結果が良かったのにいつのまにか結果を生み出す行為が良いことになり、行為が良かったのにいつのまにかその行為をする行為者が良いことになる。

そして、もはやその行為者が素晴らしいバッティングをしなくなったとしても、その行為者が素晴らしいということは消えなくなる。

こうして野球の試合がない時でも素晴らしいとされるバッターというものが成立する。バッティングという行為の性質が、バッティングをするバッターの性質であるかのように理解されていくのである。だから野球選手は、試合会場の外でさえ、かっこよく見える。たとえ美形でなくてもイケメンに見える。

この事情は人間ではなく物体でも同様である。たとえば、ここに、ある刀があるとする。「竹がするどく切られた」という①結果の価値がまずある。だから、その結果というものが②「竹をするどく切る行為」を擬人的にその刀がしていることにする。さらに「竹をするどく切る」という②行為が、その③刀を素晴らしい刀であるということにする。

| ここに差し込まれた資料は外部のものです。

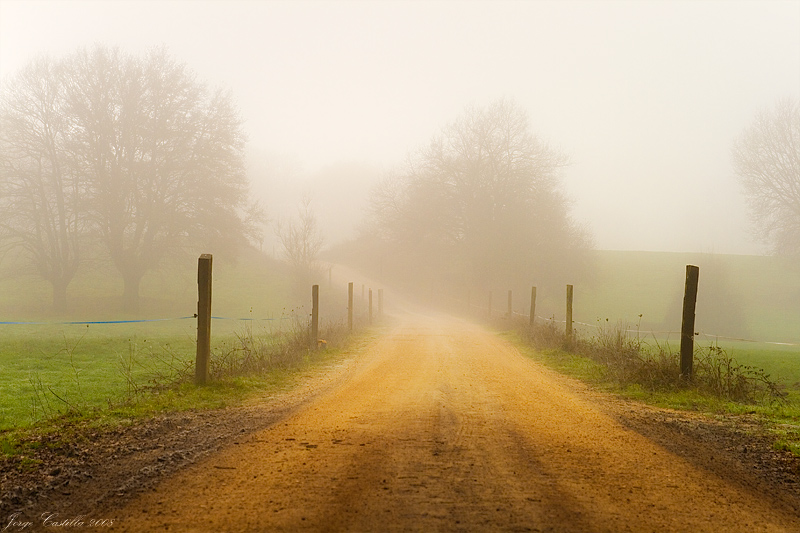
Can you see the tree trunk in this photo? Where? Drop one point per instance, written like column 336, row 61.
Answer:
column 130, row 295
column 60, row 295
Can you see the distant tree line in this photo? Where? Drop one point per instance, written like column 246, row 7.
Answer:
column 128, row 154
column 480, row 207
column 766, row 159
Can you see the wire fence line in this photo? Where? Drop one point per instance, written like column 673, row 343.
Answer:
column 708, row 336
column 134, row 321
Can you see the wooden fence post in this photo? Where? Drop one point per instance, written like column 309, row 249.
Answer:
column 569, row 313
column 314, row 317
column 687, row 324
column 203, row 319
column 350, row 306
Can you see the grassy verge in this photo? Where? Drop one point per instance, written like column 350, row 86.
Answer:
column 244, row 367
column 626, row 366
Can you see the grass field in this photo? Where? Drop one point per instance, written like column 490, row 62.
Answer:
column 52, row 367
column 739, row 297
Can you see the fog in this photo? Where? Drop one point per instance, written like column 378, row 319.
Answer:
column 646, row 97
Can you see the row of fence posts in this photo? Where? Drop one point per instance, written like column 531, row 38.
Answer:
column 204, row 268
column 687, row 319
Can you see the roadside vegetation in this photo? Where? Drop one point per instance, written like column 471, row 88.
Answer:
column 724, row 382
column 54, row 375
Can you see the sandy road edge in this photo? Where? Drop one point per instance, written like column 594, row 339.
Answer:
column 101, row 470
column 120, row 464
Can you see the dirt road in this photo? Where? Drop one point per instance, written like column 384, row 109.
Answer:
column 442, row 426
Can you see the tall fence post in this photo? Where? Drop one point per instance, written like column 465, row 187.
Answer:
column 314, row 317
column 203, row 318
column 350, row 306
column 687, row 324
column 370, row 307
column 569, row 313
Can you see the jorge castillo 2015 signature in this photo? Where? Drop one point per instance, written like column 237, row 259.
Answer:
column 16, row 522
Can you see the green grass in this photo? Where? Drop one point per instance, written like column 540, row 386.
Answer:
column 54, row 368
column 229, row 392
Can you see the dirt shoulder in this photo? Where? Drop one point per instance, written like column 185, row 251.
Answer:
column 437, row 425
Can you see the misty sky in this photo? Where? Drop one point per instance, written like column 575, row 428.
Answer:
column 645, row 96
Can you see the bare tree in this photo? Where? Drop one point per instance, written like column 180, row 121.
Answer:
column 302, row 240
column 41, row 211
column 163, row 159
column 480, row 203
column 766, row 159
column 135, row 150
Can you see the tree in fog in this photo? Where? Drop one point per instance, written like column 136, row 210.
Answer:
column 766, row 159
column 481, row 203
column 154, row 161
column 41, row 211
column 302, row 241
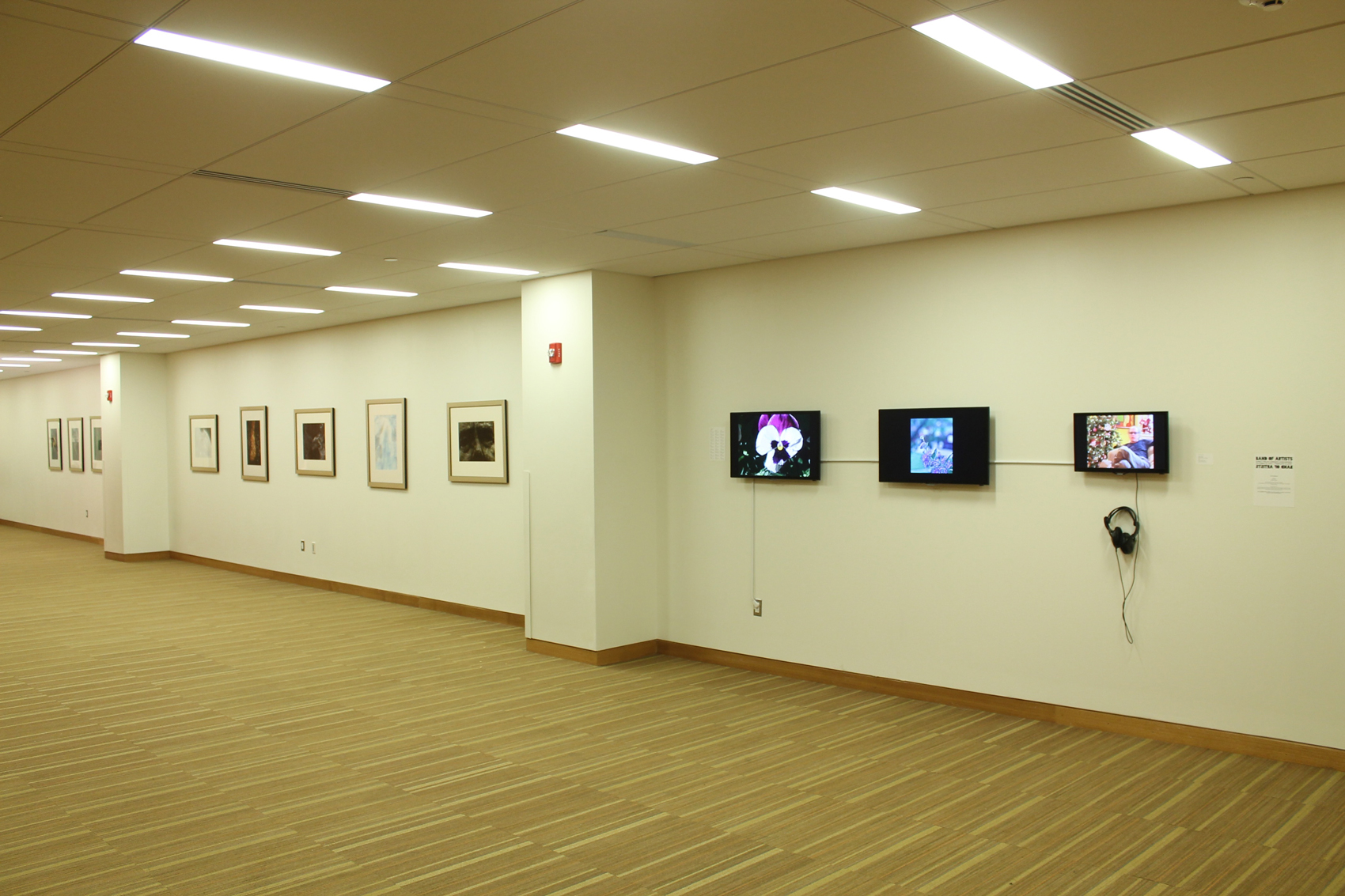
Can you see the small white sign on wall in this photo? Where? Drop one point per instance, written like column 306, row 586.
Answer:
column 1273, row 481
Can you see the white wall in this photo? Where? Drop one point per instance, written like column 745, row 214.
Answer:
column 30, row 493
column 449, row 541
column 1228, row 315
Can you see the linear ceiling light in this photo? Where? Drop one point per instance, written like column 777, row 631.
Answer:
column 864, row 199
column 993, row 51
column 292, row 311
column 1180, row 147
column 460, row 265
column 419, row 205
column 94, row 297
column 259, row 61
column 372, row 293
column 46, row 314
column 170, row 274
column 276, row 247
column 636, row 144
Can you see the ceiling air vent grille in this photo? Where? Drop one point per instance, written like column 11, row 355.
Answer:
column 264, row 182
column 1102, row 107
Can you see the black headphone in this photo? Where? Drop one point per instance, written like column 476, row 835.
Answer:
column 1122, row 540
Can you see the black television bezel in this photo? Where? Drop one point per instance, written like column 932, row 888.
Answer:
column 816, row 450
column 972, row 467
column 1162, row 448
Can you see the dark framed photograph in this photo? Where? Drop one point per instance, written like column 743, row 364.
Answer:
column 256, row 443
column 315, row 441
column 478, row 441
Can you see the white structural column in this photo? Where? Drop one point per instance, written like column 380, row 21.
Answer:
column 134, row 454
column 591, row 437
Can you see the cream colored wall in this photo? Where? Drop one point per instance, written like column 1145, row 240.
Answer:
column 30, row 493
column 449, row 541
column 1229, row 315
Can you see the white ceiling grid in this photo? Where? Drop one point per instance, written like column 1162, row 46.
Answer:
column 100, row 138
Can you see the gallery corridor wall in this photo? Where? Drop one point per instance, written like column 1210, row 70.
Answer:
column 30, row 491
column 455, row 541
column 1228, row 315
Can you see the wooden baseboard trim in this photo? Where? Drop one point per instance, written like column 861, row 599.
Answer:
column 93, row 540
column 605, row 657
column 138, row 558
column 1227, row 742
column 359, row 591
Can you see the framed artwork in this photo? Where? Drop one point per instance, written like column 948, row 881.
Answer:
column 54, row 458
column 94, row 447
column 203, row 437
column 256, row 448
column 74, row 444
column 315, row 441
column 385, row 422
column 478, row 441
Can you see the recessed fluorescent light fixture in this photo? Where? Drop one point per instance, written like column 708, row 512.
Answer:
column 282, row 308
column 864, row 199
column 419, row 205
column 259, row 61
column 46, row 314
column 636, row 144
column 460, row 265
column 372, row 293
column 276, row 247
column 89, row 295
column 169, row 274
column 993, row 51
column 1180, row 147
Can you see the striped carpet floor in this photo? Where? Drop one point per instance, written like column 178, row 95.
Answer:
column 167, row 728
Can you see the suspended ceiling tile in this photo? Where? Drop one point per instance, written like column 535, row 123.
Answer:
column 1083, row 163
column 380, row 40
column 49, row 189
column 532, row 171
column 1091, row 40
column 210, row 209
column 601, row 55
column 372, row 142
column 19, row 236
column 1286, row 70
column 1302, row 168
column 98, row 251
column 676, row 261
column 165, row 107
column 38, row 59
column 662, row 195
column 1006, row 126
column 1153, row 191
column 1274, row 132
column 845, row 88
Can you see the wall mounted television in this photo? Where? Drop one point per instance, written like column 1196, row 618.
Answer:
column 1127, row 441
column 935, row 445
column 776, row 444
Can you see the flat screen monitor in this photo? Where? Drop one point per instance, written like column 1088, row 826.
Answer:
column 1134, row 441
column 776, row 444
column 935, row 445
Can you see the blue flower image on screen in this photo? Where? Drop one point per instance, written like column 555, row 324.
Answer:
column 931, row 444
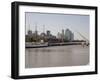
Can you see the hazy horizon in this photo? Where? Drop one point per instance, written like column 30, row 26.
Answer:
column 56, row 22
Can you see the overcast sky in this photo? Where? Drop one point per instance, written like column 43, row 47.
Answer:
column 56, row 22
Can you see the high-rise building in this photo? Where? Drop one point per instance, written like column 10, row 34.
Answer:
column 59, row 35
column 48, row 33
column 29, row 32
column 62, row 34
column 69, row 35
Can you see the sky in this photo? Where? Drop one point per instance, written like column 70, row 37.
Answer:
column 55, row 22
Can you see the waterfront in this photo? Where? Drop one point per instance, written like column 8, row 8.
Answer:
column 69, row 55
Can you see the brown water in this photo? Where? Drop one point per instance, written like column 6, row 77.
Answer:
column 72, row 55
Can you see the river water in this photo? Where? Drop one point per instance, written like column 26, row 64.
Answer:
column 56, row 56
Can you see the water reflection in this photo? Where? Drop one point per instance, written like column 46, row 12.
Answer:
column 56, row 56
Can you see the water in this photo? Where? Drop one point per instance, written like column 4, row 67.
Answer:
column 71, row 55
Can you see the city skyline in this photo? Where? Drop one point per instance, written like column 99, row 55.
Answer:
column 58, row 22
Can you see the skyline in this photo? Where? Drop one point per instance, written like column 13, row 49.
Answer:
column 56, row 22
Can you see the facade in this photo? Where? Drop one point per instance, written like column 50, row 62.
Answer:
column 69, row 36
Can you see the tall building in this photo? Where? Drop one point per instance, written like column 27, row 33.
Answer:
column 48, row 33
column 69, row 36
column 29, row 32
column 59, row 35
column 62, row 34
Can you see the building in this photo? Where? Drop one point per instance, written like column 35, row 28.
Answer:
column 48, row 33
column 69, row 36
column 59, row 35
column 29, row 32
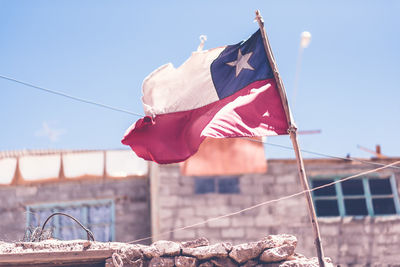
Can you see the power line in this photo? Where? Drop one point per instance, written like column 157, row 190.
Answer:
column 140, row 115
column 321, row 154
column 268, row 202
column 70, row 96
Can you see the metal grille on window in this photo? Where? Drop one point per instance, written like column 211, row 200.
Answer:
column 367, row 196
column 97, row 215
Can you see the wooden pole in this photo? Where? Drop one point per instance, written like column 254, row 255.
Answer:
column 293, row 136
column 154, row 175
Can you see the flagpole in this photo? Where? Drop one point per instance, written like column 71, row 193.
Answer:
column 293, row 136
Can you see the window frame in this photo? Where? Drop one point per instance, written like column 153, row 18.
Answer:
column 217, row 182
column 340, row 197
column 53, row 206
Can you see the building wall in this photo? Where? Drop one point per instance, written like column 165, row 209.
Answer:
column 348, row 241
column 130, row 195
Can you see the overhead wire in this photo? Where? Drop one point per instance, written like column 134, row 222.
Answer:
column 141, row 115
column 321, row 154
column 268, row 202
column 70, row 96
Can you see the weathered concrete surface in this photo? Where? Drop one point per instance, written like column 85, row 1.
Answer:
column 272, row 251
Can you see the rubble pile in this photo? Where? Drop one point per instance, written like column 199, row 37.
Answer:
column 271, row 251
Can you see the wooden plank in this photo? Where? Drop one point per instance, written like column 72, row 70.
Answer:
column 61, row 258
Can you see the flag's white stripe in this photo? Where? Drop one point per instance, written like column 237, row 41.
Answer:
column 189, row 86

つまり、もともとは「竹が鮮やかに切られた」という①結果が素晴らしかったのに、②「鮮やかに切る行為」が素晴らしいことになり、さらには、刀がしているかのように見える行為が素晴らしかったのに、だんだん③刀それ自体が素晴らしいような気がしてくるのである。

すると、その刀は、もう何も切らなくても素晴らしい刀であることになる。こうして刀は美術館で展示されることになる。美術館で展示される刀は、もはやなにも切らない。というより、何かを切ると刃こぼれしてしまうから、美術館の刀は他のものを切ってはならないことさえある。それなのにその刀は素晴らしいのである。

鋭く切られたという結果が素晴らしかったはずなのに、鋭く切る行為が素晴らしいことになり、さらには、鋭く切る行為が素晴らしかったはずなのに、刀そのものが素晴らしいということになっていくのだ。

これが、①結果→②行為→③行為者へと評価が遡及するという人間特有の評価の仕方である。